Monday, December 03, 2012

Debt of $16 Trillion Unreal : $86 Trillion is Real

Want to know how bad the our country is, financially, for the coming several years, well read this and then ask the pregnant question, who voted for this nightmare given we all are in the same car headed for the cliff?

Who are these people? What were they thinking when they made their mark on the ballot? Maybe the answer is easy to understand if you go to California and ask them why they voted to raise taxes on themselves?

Why $16 Trillion Only Hints at the True U.S. Debt
Source: Chris Cox and Bill Archer, "Why $16 Trillion Only Hints at the True U.S. Debt," Wall Street Journal, November 26, 2012.

November 30, 2012
For years, the government has gotten by without having to produce the kind of financial statements that are required of most significant for-profit and nonprofit enterprises, say Chris Cox, a former chairman of the House Republican Policy Committee and the Securities and Exchange Commission, and Bill Archer, a former chairman of the House Ways & Means Committee.

As a result, fiscal policy discussions generally focus on current-year budget deficits, the accumulated national debt, and the relationships between these two items and gross domestic product.

•We most often hear about the alarming $15.96 trillion national debt (more than 100 percent of gross domestic product (GDP)), and the 2012 budget deficit of $1.1 trillion (6.97 percent of GDP).
•As dangerous as those numbers are, they do not begin to tell the story of the federal government's true liabilities.
•The actual liabilities of the federal government -- including Social Security, Medicare and federal employees' future retirement benefits -- already exceed $86.8 trillion, or 550 percent of GDP.
•For the year ending December 31, 2011, the annual accrued expense of Medicare and Social Security was $7 trillion.
•In reality, the reported budget deficit is less than one-fifth of the more accurate figure.

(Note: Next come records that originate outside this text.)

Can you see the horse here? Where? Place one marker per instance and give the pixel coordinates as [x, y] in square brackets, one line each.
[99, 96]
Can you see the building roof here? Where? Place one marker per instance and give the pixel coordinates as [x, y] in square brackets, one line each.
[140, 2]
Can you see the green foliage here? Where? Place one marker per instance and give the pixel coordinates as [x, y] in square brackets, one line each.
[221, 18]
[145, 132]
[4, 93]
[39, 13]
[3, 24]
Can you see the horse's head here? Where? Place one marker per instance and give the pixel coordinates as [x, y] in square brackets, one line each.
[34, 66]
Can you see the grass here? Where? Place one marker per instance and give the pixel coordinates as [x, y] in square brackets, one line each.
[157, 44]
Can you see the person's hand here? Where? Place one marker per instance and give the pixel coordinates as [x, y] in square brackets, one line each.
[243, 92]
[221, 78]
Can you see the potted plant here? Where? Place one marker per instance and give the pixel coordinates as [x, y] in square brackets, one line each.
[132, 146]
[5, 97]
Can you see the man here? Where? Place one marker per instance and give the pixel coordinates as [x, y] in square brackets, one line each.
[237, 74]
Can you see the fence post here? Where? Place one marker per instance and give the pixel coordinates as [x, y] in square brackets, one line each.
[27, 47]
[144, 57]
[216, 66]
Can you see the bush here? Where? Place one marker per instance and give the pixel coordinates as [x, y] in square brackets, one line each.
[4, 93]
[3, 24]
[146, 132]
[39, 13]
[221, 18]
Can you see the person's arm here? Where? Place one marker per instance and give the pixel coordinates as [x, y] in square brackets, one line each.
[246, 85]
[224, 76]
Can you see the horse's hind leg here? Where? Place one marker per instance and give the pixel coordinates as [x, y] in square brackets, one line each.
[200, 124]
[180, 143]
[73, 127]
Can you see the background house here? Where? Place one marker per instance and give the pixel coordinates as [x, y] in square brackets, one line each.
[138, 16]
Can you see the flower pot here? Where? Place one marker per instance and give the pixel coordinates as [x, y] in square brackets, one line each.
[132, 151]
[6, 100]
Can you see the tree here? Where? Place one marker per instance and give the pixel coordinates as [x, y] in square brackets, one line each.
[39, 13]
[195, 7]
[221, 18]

Why haven't Americans heard about the titanic $86.8 trillion liability from these programs? One reason: The actual figures do not appear in black and white on any balance sheet. But it is possible to discover them. Included in the annual Medicare Trustees' report are separate actuarial estimates of the unfunded liability for Medicare Part A (the hospital portion), Part B (medical insurance) and Part D (prescription drug coverage).

Were American policy makers to have the benefit of transparent financial statements prepared the way public companies must report their pension liabilities, they would see clearly the magnitude of the future borrowing that these liabilities imply. Borrowing on this scale could eclipse the capacity of global capital markets -- and bankrupt not only the programs themselves but the entire federal government.

When the accrued expenses of the government's entitlement programs are counted, it becomes clear that to collect enough tax revenue just to avoid going deeper into debt would require over $8 trillion in tax collections annually. That is the total of the average annual accrued liabilities of just the two largest entitlement programs, plus the annual cash deficit.